Salas reported that it was also agreed that it would charge the Election Commission based on meter readings instead of a flat rate. This, she said, has led to a decrease of approximately 80 percent in the monthly bills related to the Election Commission.

Salas said she hopes that further negotiations would also lead to the resolution of CUC’s dispute with the government.

Finance Secretary Fermin Atalig echoed Salas’ sentiment. “I am hopeful that continued good faith negotiations could lead to a similar amicable resolution regarding some or all of the CNMI’s other CUC billings,” he said.

In April 2004, CUC informed Finance that it planned to disconnect utility services to various government agencies if it did not receive payment on the utility bills, now allegedly amounting to $18.3 million.

Finance responded by filing a lawsuit against CUC and seeking a court order that would stop the disconnection. The Superior Court granted the temporary restraining order on April 23.

The TRO was supposed to lapse on June 1, but CUC and the government reached an agreement to extend the TRO until Nov. 30.

On Oct. 6, CUC’s legal counsel, Kay Delafield, filed a motion asking the court to dismiss Finance’s lawsuit and dissolve the TRO.

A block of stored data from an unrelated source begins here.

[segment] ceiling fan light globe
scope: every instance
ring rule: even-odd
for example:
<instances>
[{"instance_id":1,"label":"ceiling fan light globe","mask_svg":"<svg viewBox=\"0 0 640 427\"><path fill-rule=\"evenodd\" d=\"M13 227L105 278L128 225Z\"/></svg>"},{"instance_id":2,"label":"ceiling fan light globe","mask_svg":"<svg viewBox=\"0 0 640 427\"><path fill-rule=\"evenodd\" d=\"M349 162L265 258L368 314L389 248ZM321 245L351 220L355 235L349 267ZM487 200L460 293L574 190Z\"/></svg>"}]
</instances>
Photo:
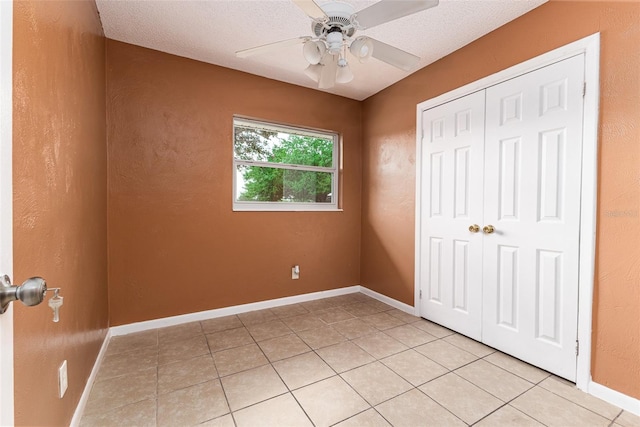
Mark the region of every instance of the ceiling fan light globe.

Delafield said CUC had not contested the TRO because of its interest in working out a payment agreement with Finance. She added that Finance has had nearly six months to address its failure to pay and to work out a plan or to demonstrate the validity of its arguments regarding the government’s utility bills. However, the matter has not moved toward resolution.

In response, Atalig maintained that the government has complied with its agreement with CUC to make $650,000 monthly payments on time.